Cass. com., 21 avril 2022, n° 20-18.800

COUR DE CASSATION

Arrêt

Autre

COMPOSITION DE LA JURIDICTION

Président :

M. Mollard

Avocat :

SCP Gatineau, Fattaccini et Rebeyrol, SCP Zribi et Texier

Cass. com. n° 20-18.800

20 avril 2022

Faits et procédure

1. Selon l'arrêt attaqué (Cayenne, 11 mai 2020), rendu en matière de référé, et les productions, le groupe LDRH et ses filiales, d'une part, et le groupe Framag et ses filiales, représentés par M. [Z], d'autre part, ont, le 12 mars 2008, conclu un protocole d'accord, aux termes duquel ils sont notamment convenus de l'apurement des comptes courants de la société Framag et ont arrêté l'état des dettes de cette société envers le groupe LDRH à la somme de 100 000 euros.

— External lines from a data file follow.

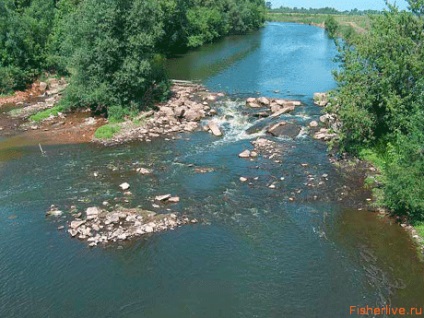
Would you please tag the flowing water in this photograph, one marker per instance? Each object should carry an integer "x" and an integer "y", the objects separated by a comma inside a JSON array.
[{"x": 292, "y": 251}]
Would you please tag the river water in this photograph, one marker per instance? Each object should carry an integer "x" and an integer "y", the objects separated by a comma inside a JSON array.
[{"x": 254, "y": 253}]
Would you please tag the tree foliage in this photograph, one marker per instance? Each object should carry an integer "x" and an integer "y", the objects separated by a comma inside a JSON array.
[
  {"x": 381, "y": 102},
  {"x": 114, "y": 49}
]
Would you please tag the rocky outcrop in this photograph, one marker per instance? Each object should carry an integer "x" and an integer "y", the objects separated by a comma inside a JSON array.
[
  {"x": 284, "y": 129},
  {"x": 214, "y": 128},
  {"x": 244, "y": 154},
  {"x": 276, "y": 107},
  {"x": 325, "y": 134},
  {"x": 321, "y": 99},
  {"x": 102, "y": 227},
  {"x": 189, "y": 105}
]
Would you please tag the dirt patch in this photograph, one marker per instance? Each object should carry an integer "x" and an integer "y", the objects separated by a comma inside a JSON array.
[{"x": 22, "y": 96}]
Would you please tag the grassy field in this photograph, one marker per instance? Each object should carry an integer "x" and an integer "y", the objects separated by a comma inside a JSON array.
[{"x": 359, "y": 23}]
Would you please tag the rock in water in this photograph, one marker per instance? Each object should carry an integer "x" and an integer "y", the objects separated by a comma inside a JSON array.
[
  {"x": 263, "y": 101},
  {"x": 144, "y": 171},
  {"x": 76, "y": 224},
  {"x": 213, "y": 126},
  {"x": 245, "y": 154},
  {"x": 92, "y": 213},
  {"x": 124, "y": 186},
  {"x": 284, "y": 129},
  {"x": 174, "y": 199},
  {"x": 162, "y": 197},
  {"x": 321, "y": 99},
  {"x": 313, "y": 124}
]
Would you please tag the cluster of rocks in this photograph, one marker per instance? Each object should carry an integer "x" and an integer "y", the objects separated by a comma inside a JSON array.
[
  {"x": 188, "y": 105},
  {"x": 284, "y": 129},
  {"x": 51, "y": 90},
  {"x": 267, "y": 148},
  {"x": 274, "y": 107},
  {"x": 99, "y": 226},
  {"x": 321, "y": 99}
]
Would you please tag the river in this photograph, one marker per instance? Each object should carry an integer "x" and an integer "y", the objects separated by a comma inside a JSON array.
[{"x": 254, "y": 253}]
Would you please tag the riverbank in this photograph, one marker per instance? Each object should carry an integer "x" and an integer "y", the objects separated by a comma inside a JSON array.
[
  {"x": 346, "y": 23},
  {"x": 38, "y": 117},
  {"x": 374, "y": 177}
]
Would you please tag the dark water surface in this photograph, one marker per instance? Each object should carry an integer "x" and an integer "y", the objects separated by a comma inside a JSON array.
[{"x": 255, "y": 253}]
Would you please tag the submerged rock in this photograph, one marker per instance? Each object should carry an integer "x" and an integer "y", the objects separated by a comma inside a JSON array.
[
  {"x": 244, "y": 154},
  {"x": 124, "y": 186},
  {"x": 162, "y": 197},
  {"x": 321, "y": 99},
  {"x": 122, "y": 224},
  {"x": 213, "y": 126},
  {"x": 284, "y": 129}
]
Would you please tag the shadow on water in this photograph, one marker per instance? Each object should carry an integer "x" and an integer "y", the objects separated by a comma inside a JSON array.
[
  {"x": 212, "y": 59},
  {"x": 296, "y": 250}
]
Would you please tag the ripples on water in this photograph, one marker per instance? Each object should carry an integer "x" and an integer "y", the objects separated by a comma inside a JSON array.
[{"x": 255, "y": 252}]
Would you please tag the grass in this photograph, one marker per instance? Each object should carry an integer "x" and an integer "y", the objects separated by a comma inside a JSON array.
[
  {"x": 46, "y": 113},
  {"x": 419, "y": 227},
  {"x": 359, "y": 23},
  {"x": 107, "y": 131}
]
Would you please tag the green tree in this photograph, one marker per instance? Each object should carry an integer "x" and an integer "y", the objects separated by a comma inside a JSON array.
[
  {"x": 380, "y": 100},
  {"x": 331, "y": 26}
]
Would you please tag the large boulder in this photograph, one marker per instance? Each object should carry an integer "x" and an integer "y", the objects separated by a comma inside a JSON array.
[
  {"x": 284, "y": 129},
  {"x": 92, "y": 213},
  {"x": 321, "y": 99},
  {"x": 325, "y": 134},
  {"x": 284, "y": 110},
  {"x": 194, "y": 115},
  {"x": 252, "y": 102},
  {"x": 245, "y": 154},
  {"x": 213, "y": 126},
  {"x": 263, "y": 101}
]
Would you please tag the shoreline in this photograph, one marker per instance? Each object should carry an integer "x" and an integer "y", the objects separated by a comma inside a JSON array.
[
  {"x": 333, "y": 124},
  {"x": 189, "y": 104}
]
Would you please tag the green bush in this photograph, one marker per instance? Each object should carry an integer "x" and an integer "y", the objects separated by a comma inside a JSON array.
[
  {"x": 380, "y": 99},
  {"x": 331, "y": 26}
]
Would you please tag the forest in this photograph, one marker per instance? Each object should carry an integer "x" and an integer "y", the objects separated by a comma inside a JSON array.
[
  {"x": 113, "y": 51},
  {"x": 380, "y": 99}
]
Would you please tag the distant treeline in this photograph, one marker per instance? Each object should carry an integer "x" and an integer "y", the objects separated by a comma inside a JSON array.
[
  {"x": 380, "y": 101},
  {"x": 326, "y": 10},
  {"x": 112, "y": 50}
]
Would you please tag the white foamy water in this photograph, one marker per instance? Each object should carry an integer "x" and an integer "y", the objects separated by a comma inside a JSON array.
[{"x": 234, "y": 123}]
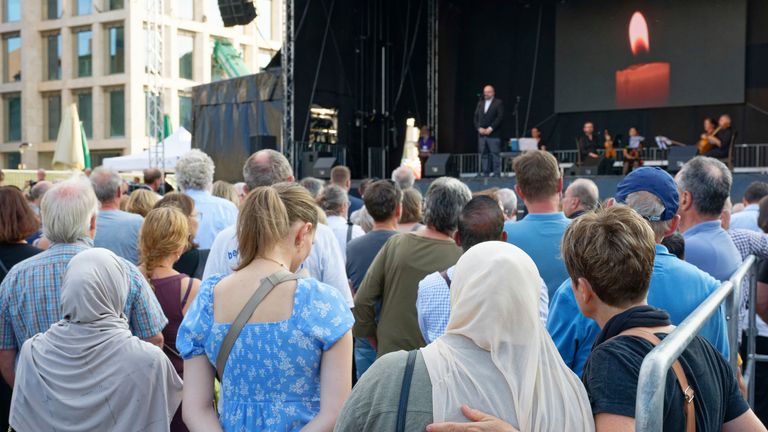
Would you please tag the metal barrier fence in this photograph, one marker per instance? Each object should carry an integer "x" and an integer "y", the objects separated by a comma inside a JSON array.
[{"x": 649, "y": 405}]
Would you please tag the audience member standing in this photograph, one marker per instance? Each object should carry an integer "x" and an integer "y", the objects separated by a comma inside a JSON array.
[
  {"x": 335, "y": 203},
  {"x": 194, "y": 174},
  {"x": 29, "y": 295},
  {"x": 580, "y": 197},
  {"x": 116, "y": 230},
  {"x": 494, "y": 355},
  {"x": 393, "y": 278},
  {"x": 383, "y": 198},
  {"x": 342, "y": 177},
  {"x": 610, "y": 257},
  {"x": 747, "y": 218},
  {"x": 87, "y": 372},
  {"x": 325, "y": 263},
  {"x": 704, "y": 185},
  {"x": 539, "y": 185},
  {"x": 652, "y": 193},
  {"x": 291, "y": 365}
]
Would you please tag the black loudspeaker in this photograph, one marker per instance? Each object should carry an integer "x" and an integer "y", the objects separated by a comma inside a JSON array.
[
  {"x": 678, "y": 156},
  {"x": 323, "y": 166},
  {"x": 263, "y": 142},
  {"x": 438, "y": 165},
  {"x": 236, "y": 12}
]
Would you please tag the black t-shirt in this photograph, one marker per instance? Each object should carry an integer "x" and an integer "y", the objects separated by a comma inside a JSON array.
[
  {"x": 14, "y": 253},
  {"x": 611, "y": 372}
]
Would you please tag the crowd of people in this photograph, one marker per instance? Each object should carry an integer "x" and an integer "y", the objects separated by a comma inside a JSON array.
[{"x": 283, "y": 304}]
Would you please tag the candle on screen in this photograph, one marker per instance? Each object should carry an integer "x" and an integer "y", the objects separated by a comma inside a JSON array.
[{"x": 642, "y": 84}]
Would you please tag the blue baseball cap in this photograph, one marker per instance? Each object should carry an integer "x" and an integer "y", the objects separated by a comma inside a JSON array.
[{"x": 653, "y": 180}]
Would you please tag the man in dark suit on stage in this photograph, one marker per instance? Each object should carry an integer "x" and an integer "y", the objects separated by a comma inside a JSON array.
[{"x": 488, "y": 116}]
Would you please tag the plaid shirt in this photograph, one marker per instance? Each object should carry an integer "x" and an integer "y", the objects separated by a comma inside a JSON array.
[{"x": 29, "y": 297}]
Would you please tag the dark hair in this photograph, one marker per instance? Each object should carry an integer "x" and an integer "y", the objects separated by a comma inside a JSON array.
[
  {"x": 480, "y": 220},
  {"x": 17, "y": 219},
  {"x": 675, "y": 244},
  {"x": 381, "y": 199},
  {"x": 755, "y": 192}
]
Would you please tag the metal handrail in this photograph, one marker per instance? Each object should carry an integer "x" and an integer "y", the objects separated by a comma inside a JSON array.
[{"x": 649, "y": 405}]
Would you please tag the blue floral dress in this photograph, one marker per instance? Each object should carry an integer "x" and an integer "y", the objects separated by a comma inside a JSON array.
[{"x": 272, "y": 378}]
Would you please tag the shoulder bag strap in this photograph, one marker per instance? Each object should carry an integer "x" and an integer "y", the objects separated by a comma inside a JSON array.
[
  {"x": 405, "y": 390},
  {"x": 677, "y": 368},
  {"x": 267, "y": 284}
]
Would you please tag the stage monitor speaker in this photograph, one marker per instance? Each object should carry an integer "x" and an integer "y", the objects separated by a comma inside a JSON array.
[
  {"x": 236, "y": 12},
  {"x": 323, "y": 166},
  {"x": 438, "y": 165},
  {"x": 263, "y": 142},
  {"x": 679, "y": 155}
]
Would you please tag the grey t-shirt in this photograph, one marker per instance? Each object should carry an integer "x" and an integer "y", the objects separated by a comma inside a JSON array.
[
  {"x": 118, "y": 231},
  {"x": 372, "y": 406}
]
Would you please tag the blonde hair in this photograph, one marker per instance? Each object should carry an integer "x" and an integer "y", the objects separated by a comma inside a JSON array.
[
  {"x": 141, "y": 202},
  {"x": 267, "y": 215},
  {"x": 164, "y": 232}
]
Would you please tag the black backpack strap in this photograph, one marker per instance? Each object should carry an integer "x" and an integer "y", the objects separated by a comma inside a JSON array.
[{"x": 405, "y": 390}]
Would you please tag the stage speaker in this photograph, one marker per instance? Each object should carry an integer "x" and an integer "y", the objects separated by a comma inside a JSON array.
[
  {"x": 263, "y": 142},
  {"x": 236, "y": 12},
  {"x": 678, "y": 156},
  {"x": 438, "y": 165},
  {"x": 323, "y": 166}
]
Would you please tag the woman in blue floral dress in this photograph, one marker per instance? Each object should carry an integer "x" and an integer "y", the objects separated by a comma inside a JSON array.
[{"x": 290, "y": 368}]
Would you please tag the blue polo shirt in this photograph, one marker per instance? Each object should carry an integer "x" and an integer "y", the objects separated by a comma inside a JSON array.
[
  {"x": 539, "y": 235},
  {"x": 710, "y": 248},
  {"x": 676, "y": 286}
]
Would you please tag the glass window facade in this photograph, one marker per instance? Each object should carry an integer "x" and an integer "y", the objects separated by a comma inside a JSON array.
[
  {"x": 186, "y": 51},
  {"x": 116, "y": 113},
  {"x": 12, "y": 58},
  {"x": 84, "y": 53},
  {"x": 116, "y": 50}
]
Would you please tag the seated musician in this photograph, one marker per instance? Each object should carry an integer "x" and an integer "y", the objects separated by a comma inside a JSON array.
[{"x": 632, "y": 158}]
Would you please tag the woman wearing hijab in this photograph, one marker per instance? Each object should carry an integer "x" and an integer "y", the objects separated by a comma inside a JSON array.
[
  {"x": 495, "y": 356},
  {"x": 87, "y": 372}
]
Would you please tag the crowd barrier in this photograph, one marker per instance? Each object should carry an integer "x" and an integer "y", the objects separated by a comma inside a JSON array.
[{"x": 649, "y": 405}]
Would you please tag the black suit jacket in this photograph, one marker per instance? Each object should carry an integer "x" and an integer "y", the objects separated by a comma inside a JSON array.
[{"x": 492, "y": 118}]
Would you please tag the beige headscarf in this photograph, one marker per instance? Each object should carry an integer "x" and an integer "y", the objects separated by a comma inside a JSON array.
[
  {"x": 87, "y": 372},
  {"x": 496, "y": 355}
]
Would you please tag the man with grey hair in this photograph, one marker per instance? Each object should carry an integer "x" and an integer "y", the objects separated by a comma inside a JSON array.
[
  {"x": 652, "y": 193},
  {"x": 194, "y": 175},
  {"x": 580, "y": 197},
  {"x": 116, "y": 230},
  {"x": 508, "y": 200},
  {"x": 324, "y": 263},
  {"x": 393, "y": 277},
  {"x": 704, "y": 185},
  {"x": 29, "y": 295}
]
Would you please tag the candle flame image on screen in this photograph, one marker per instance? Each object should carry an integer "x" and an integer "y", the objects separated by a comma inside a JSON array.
[{"x": 638, "y": 34}]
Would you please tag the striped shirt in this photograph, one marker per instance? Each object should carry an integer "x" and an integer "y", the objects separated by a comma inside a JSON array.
[{"x": 29, "y": 297}]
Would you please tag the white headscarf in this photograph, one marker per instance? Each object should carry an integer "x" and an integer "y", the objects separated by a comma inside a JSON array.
[
  {"x": 496, "y": 355},
  {"x": 87, "y": 372}
]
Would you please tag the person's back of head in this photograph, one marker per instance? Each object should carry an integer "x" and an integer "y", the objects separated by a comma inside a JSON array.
[
  {"x": 445, "y": 198},
  {"x": 538, "y": 176},
  {"x": 508, "y": 200},
  {"x": 612, "y": 252},
  {"x": 412, "y": 206},
  {"x": 755, "y": 192},
  {"x": 194, "y": 171},
  {"x": 403, "y": 177},
  {"x": 481, "y": 220},
  {"x": 707, "y": 182},
  {"x": 106, "y": 184},
  {"x": 382, "y": 199},
  {"x": 67, "y": 210},
  {"x": 265, "y": 168},
  {"x": 313, "y": 185}
]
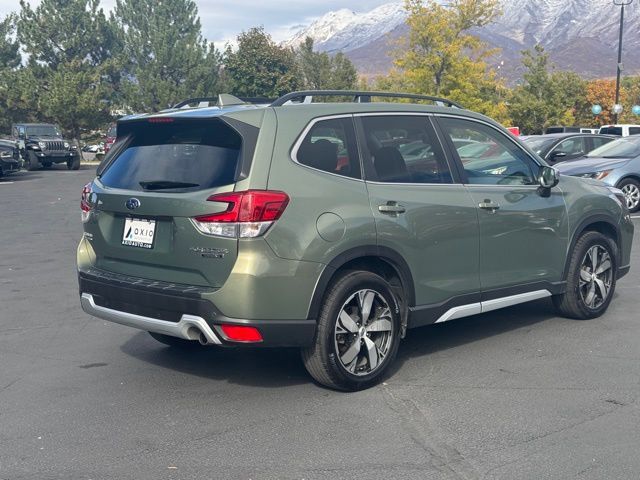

2. Dans ce protocole, M. [Z] a déclaré garantir personnellement le paiement de cette somme en cas de défaillance de la société Framag et a signé l'acte en y portant la mention « Bon pour caution à hauteur de cent mille euros (100 000 euros) ».

3. La société Framag ayant été mise en liquidation judiciaire, la société Luc de Reynal et compagnie (la société Luc de Reynal), société du groupe LDRH, a assigné M. [Z] devant le juge des référés en paiement d'une provision au titre du solde impayé de la dette de la société Framag. M. [Z] a opposé la nullité de son engagement de caution au motif que celui-ci ne respectait pas le formalisme prescrit par l'article L. 341-2 du code de la consommation.

4. La société Luc de Reynal a été mise en redressement judiciaire le 10 janvier 2019, M. [G] étant désigné administrateur judiciaire et M. [T] mandataire judiciaire.

Examen des moyens

Sur les premier et deuxième moyens, ci-après annexés

5. En application de l'article 1014, alinéa 2, du code de procédure civile, il n'y a pas lieu de statuer par une décision spécialement motivée sur ces moyens qui ne sont manifestement pas de nature à entraîner la cassation.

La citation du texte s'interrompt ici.